20. In the book, read about research methods other than true experiments and correlational
studies.
a. Case study – in-depth exploration of either single/small group of subjects who are
examined individually
b. Surveys and Questionnaires – representative group of people questioned about
behaviors/attitudes. Representative sample is the ideal sample where subjects accurately
represent larger population about which we want to draw conclusions. Random sample selected
by randomization to assure every member of population of interest has equal chance of being
selected.
c. Observational – researchers observe their subjects as they go about activities, naturalistic
observation

Brain and Behavior


21. Know the lobes of the cerebral cortex and the one thing mentioned in class that happens in
each lobe. Also know Broca’s and Wernicke’s areas.
a. Broca’s area – speech, language production, left hemisphere in frontal lobe
b. Wernike’s area – understanding language, temporal lobe
c. Frontal lobe – has Broca’s area, motor cortex (control, planning, execution of motor
movement)
d. Temporal lobe – hearing, auditory cortex (receives information directly from auditory
system), Wernike’s area
e. Occipital lobe – visual cortex (network of neurons devoted to vision)
f. Parietal lobe – somatosensory cortex (sensory info about touch, pressure, pain, temp.,
body position)

22. Know the ​Primary Visual Cortex (PVC) and the ​Visual Association Cortex (VAC) and what
each region does.
a. Primary Visual Cortex – geography of visual field retained here (if looking straight at spot in
the back of the room, in your visual clock you see the clock, podium in visual field – all of that
retained in PVC)
b. Visual Association Cortex – where you recognize things (oh, that’s a clock…)

Perception
23. There are lots of terms in this chapter. Know them all, but also notice how they fit
together. In college it is not enough to know every term. You also have to understand
the organization. Why do certain terms go together? For example, what do
convergence and binocular disparity have in common? Spend some time studying the
organization or outline of every lecture

See perception Chapter 4 notes.

24. Be sure to look in the book for the several different visual illusions mentioned there. Know the
names of each illusion.
a. Ames Illusion – person on one side of the room looks huge compared to the other
(conflicting environmental cues)
b. Muller-Lyer illusion – two vertical lines with arrows on top in different directions the
same length even though one looks longer (p.127) (size constancy)

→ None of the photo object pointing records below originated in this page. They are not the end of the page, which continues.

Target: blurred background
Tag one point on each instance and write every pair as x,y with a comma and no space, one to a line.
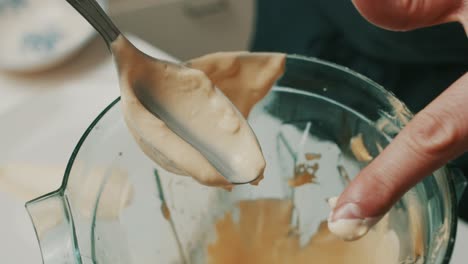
56,75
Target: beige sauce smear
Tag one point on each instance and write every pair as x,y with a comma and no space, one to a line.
263,235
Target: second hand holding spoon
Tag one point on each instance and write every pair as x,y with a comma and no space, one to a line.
177,116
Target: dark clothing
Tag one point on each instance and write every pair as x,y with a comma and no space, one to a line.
416,65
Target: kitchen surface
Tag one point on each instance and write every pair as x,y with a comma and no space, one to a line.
44,113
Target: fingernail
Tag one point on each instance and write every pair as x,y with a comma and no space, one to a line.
347,211
348,223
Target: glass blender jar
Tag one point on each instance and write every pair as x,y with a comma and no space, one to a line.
116,206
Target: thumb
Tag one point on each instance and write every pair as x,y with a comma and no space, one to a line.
412,14
436,135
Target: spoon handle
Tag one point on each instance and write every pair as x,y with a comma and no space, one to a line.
94,14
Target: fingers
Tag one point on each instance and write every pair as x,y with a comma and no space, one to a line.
436,135
412,14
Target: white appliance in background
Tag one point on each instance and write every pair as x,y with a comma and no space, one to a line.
187,28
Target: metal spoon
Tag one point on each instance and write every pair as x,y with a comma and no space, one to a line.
238,161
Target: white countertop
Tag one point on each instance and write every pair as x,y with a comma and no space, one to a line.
42,118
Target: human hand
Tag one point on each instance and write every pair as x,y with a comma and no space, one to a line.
436,135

c. Moon illusion – when moon is low on the horizon it looks bigger than when it is
overhead, but it’s really the same size on the retina (size constancy)
d. Ponzo illusion – two horizontal lines (p.130) are equal even though we perceive the
distant one as longer (illusion of perspective)
e. Poggendorff illusion – looks like two diagonal lines wouldn’t cross if they continued
but they would (p.130) (shape constancy)
f. Stereogram – illusion of depth created from flat 2D images

Sleep and Altered Consciousness


Melatonin​, the rouge and mirror test
Alpha waves​ produced when relaxed but awake.
Beta waves​ produced when wide-awake.
Dreams have both a ​Manifest​ (apparent) content and a ​Latent​ (hidden) content.
The ​Hypnogogic​ state occurs between waking and sleeping.